The second half of this talk introduces the current state-of-the-art recurrent CNN architecture, Momentum-Net, that achieves the fastest and most accurate MBIR within a finite time and can solve a wide range of inverse imaging problems. Specifically, it presents that 1) Momentum-Net resolves practical and theoretical challenges of existing recurrent CNN architectures, e.g., BCD-Net (Chun & Fessler, '18), PnP (Bouman et al., '16-18), and TNRD (Chen & Pock, '17), and introduces 2) convergence theories of Momentum-Net and their connection to those of BPG-M-based MBIR using learned convolutional autoencoders above. In addition, it shows a benefit of the trained Momentum-Net to a light-field imaging system that aims to recover 81 subaperture images from only five detectors.

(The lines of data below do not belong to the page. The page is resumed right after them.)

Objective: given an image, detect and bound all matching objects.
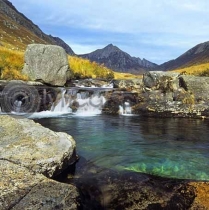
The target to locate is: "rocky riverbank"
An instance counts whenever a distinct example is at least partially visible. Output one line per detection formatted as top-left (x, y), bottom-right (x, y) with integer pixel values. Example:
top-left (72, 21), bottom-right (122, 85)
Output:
top-left (103, 72), bottom-right (209, 118)
top-left (0, 115), bottom-right (79, 210)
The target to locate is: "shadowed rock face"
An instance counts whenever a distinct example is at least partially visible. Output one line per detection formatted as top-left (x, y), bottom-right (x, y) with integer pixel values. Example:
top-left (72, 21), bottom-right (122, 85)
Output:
top-left (0, 116), bottom-right (75, 177)
top-left (23, 44), bottom-right (69, 86)
top-left (79, 44), bottom-right (157, 74)
top-left (0, 115), bottom-right (78, 210)
top-left (156, 42), bottom-right (209, 71)
top-left (0, 159), bottom-right (78, 210)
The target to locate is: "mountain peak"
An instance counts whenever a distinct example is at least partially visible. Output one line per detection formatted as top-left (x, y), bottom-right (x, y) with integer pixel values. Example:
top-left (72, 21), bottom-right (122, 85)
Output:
top-left (80, 44), bottom-right (157, 74)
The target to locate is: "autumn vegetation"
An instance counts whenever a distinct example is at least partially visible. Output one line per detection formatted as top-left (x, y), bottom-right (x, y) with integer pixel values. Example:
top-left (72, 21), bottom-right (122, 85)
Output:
top-left (0, 47), bottom-right (28, 80)
top-left (174, 63), bottom-right (209, 76)
top-left (0, 47), bottom-right (209, 80)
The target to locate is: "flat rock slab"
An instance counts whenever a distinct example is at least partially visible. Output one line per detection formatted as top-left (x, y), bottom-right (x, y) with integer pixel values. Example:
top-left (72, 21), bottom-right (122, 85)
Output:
top-left (0, 115), bottom-right (76, 177)
top-left (0, 160), bottom-right (78, 210)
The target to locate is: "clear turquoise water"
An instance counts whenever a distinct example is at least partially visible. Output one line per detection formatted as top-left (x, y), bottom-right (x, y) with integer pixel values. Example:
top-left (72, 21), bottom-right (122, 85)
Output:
top-left (36, 115), bottom-right (209, 180)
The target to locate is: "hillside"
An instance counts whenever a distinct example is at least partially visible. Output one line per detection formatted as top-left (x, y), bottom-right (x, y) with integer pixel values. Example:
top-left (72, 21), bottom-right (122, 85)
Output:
top-left (156, 42), bottom-right (209, 71)
top-left (79, 44), bottom-right (157, 74)
top-left (0, 0), bottom-right (75, 55)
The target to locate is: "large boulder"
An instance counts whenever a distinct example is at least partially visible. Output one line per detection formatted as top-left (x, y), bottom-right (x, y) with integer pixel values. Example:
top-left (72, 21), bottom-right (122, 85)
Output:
top-left (0, 158), bottom-right (78, 210)
top-left (0, 115), bottom-right (76, 177)
top-left (23, 44), bottom-right (69, 86)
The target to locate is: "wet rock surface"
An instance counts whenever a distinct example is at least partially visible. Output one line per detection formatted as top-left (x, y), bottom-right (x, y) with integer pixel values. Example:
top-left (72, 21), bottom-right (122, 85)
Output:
top-left (57, 157), bottom-right (209, 210)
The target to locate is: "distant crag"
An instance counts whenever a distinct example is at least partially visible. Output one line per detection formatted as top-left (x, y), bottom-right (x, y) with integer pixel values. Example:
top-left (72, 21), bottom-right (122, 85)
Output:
top-left (79, 44), bottom-right (157, 74)
top-left (156, 41), bottom-right (209, 71)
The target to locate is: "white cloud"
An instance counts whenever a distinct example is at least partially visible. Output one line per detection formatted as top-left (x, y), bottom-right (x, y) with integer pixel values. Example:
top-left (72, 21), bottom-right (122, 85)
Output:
top-left (11, 0), bottom-right (209, 61)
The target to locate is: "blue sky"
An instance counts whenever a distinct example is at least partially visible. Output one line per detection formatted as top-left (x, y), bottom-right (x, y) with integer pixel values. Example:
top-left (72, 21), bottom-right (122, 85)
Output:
top-left (10, 0), bottom-right (209, 64)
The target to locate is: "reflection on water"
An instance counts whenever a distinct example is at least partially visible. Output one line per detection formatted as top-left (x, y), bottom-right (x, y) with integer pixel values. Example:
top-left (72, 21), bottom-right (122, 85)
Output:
top-left (37, 115), bottom-right (209, 180)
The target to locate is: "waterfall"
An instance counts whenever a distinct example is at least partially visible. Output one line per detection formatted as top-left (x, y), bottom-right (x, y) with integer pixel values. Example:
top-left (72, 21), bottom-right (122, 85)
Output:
top-left (119, 102), bottom-right (132, 115)
top-left (14, 100), bottom-right (22, 112)
top-left (51, 89), bottom-right (106, 116)
top-left (51, 88), bottom-right (72, 113)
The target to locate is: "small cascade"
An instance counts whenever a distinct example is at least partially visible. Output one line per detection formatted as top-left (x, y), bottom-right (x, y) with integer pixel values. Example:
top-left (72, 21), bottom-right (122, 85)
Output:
top-left (14, 100), bottom-right (22, 112)
top-left (51, 89), bottom-right (106, 116)
top-left (51, 88), bottom-right (72, 113)
top-left (119, 102), bottom-right (132, 115)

Making extreme imaging practically feasible breaks new ground in providing safe and comfortable medical imaging to patients, and high-resolution photograph that is potentially useful in autonomous car and augmented reality

Bio:

Il Yong Chun received the B.Eng.E.E. degree from Korea University, South Korea, and the Ph.D. degree in electrical and computer engineering from Purdue University, IN, USA, in 2009 and 2015 respectively. From 2015 to 2016, he was a Postdoctoral Research Associate in Mathematics, Purdue University, IN, USA. He is currently a Research Fellow in Electrical Engineering and Computer Science, the University of Michigan, MI, USA. His research interests include regression neural networks, machine learning with big data, nonconvex optimization, and compressed sensing, applied to imaging science and neuroscience.